Sur la toile, les réactions n’ont pas tardé. « Nous sommes heureux de ce développement extraordinaire et offrons notre entière collaboration à Raif Badawi et Ensaf Haidar pour la suite des choses », a notamment indiqué le chef du Bloc québécois Yves-François Blanchet, qui avait fait campagne avec Mme Haidar l’automne dernier, alors qu’elle était candidate de son parti aux élections fédérales dans Sherbrooke.

« Enfin ! Je ne cesse de penser aux enfants qui vont enfin retrouver leur père », s’est aussi exclamé le premier ministre du Québec, François Legault. « Un énorme soulagement pour toute sa famille. En espérant du fond du cœur que vous puissiez vous retrouver bientôt.

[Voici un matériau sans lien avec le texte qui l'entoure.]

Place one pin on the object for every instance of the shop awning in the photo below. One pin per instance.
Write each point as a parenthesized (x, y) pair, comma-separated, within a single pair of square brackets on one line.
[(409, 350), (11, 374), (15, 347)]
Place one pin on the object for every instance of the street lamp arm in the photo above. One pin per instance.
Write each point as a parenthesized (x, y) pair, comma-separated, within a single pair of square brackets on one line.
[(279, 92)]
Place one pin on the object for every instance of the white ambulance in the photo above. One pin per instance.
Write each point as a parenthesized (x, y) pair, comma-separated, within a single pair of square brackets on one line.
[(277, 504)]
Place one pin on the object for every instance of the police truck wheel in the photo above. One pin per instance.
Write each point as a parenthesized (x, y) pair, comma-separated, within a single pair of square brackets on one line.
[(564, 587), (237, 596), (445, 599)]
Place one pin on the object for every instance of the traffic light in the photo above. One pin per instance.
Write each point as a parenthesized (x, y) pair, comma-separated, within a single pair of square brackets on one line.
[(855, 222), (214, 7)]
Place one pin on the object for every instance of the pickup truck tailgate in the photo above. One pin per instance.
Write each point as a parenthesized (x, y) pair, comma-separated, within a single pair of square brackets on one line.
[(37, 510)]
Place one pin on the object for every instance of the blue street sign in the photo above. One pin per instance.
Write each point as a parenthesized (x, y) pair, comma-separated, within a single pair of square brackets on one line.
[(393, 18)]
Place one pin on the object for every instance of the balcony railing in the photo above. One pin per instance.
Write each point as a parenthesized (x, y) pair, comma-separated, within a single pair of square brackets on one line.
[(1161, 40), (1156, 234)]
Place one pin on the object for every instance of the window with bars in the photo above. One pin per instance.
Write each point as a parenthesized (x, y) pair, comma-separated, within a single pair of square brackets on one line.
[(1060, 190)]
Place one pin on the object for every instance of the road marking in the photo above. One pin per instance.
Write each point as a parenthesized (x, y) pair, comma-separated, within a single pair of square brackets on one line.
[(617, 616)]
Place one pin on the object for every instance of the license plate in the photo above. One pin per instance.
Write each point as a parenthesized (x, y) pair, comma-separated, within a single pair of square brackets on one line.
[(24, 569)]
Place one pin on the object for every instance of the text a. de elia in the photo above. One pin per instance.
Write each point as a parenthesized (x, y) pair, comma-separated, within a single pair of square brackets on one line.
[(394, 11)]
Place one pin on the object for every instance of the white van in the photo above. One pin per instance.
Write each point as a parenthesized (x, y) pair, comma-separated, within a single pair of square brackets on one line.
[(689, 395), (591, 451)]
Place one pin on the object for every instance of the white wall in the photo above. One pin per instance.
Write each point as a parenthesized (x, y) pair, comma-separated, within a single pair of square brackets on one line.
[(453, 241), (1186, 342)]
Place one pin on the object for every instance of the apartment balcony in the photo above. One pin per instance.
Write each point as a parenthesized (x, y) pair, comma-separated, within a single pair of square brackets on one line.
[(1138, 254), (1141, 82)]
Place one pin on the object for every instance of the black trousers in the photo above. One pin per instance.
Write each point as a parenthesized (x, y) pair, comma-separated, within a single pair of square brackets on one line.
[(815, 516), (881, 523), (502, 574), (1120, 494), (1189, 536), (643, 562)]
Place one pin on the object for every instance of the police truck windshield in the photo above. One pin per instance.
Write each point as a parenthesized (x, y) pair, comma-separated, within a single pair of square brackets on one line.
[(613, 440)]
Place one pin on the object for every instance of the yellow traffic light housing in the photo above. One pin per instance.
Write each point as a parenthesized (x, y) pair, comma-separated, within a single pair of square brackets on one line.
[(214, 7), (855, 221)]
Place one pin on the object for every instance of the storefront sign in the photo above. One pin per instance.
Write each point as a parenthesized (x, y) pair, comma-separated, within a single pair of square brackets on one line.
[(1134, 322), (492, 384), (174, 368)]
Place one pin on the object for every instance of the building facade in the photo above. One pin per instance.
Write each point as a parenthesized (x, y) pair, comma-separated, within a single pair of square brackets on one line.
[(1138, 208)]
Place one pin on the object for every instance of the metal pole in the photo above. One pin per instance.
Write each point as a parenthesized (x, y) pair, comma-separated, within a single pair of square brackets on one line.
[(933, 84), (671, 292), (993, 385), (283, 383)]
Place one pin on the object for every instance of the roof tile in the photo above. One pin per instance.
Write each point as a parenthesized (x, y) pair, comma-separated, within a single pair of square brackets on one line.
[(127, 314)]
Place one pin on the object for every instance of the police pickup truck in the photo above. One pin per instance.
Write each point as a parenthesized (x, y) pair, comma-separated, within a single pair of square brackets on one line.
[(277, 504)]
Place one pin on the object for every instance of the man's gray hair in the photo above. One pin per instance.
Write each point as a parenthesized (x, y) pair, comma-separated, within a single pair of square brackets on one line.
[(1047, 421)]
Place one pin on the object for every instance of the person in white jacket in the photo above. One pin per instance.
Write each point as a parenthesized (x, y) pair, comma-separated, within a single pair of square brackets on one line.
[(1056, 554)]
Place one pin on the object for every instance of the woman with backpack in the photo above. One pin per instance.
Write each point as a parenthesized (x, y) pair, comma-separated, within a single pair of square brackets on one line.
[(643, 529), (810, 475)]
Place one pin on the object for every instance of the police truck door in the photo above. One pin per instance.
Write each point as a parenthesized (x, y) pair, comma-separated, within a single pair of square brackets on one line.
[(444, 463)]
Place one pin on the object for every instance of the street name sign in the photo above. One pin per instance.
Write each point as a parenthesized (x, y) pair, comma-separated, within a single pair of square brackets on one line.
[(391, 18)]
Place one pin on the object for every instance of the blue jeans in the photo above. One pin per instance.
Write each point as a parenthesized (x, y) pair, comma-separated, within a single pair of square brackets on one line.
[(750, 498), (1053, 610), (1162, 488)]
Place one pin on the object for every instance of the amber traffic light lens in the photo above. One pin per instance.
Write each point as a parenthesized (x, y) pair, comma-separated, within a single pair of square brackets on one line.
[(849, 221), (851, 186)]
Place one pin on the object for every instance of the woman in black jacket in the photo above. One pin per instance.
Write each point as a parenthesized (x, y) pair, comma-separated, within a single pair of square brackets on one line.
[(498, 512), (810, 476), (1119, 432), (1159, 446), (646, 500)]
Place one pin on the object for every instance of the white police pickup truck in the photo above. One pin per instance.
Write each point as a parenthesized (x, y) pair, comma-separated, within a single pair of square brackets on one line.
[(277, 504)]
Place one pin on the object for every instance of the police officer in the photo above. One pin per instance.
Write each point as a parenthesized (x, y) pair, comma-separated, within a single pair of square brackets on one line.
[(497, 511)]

Nous collaborerons, comme c’est le cas depuis le début, pour que ça devienne une réalité », a aussi promis le chef péquiste Paul St-Pierre Plamondon.

Amnistie internationale Canada, qui militait pour sa libération depuis plusieurs années, a aussi parlé vendredi d’une « nouvelle tant attendue ». « Vous vous êtes mobilisés par milliers à nos côtés dans la défense de Raïf Badawi depuis 10 ans. Un grand merci à toutes et tous pour votre soutien sans relâche », a lancé l’organisme à ses membres.

Rappelons que le 17 juin 2012, Raïf Badawi avait été arrêté puis condamné à 10 ans de prison pour avoir publié un blogue discutant des questions sociales en Arabie saoudite. Déclaré coupable entre autres d’insulte à l’islam, le blogueur avait aussi été condamné à 1000 coups de fouet, dont il a reçu les 50 premiers en 2015. Il aurait échappé aux autres pour des raisons médicales.

La condamnation de M. Badawi avait suscité une forte indignation sur la scène internationale dans les dernières années. Outre Amnistie internationale, de nombreuses organisations gouvernementales ainsi que des groupes de défense ont demandé sa libération à plusieurs reprises. L’année dernière, la Chambre des communes et le Sénat avaient même voté en faveur de l’utilisation par le ministre de l’Immigration de son pouvoir discrétionnaire pour accorder la citoyenneté canadienne à Raïf Badawi.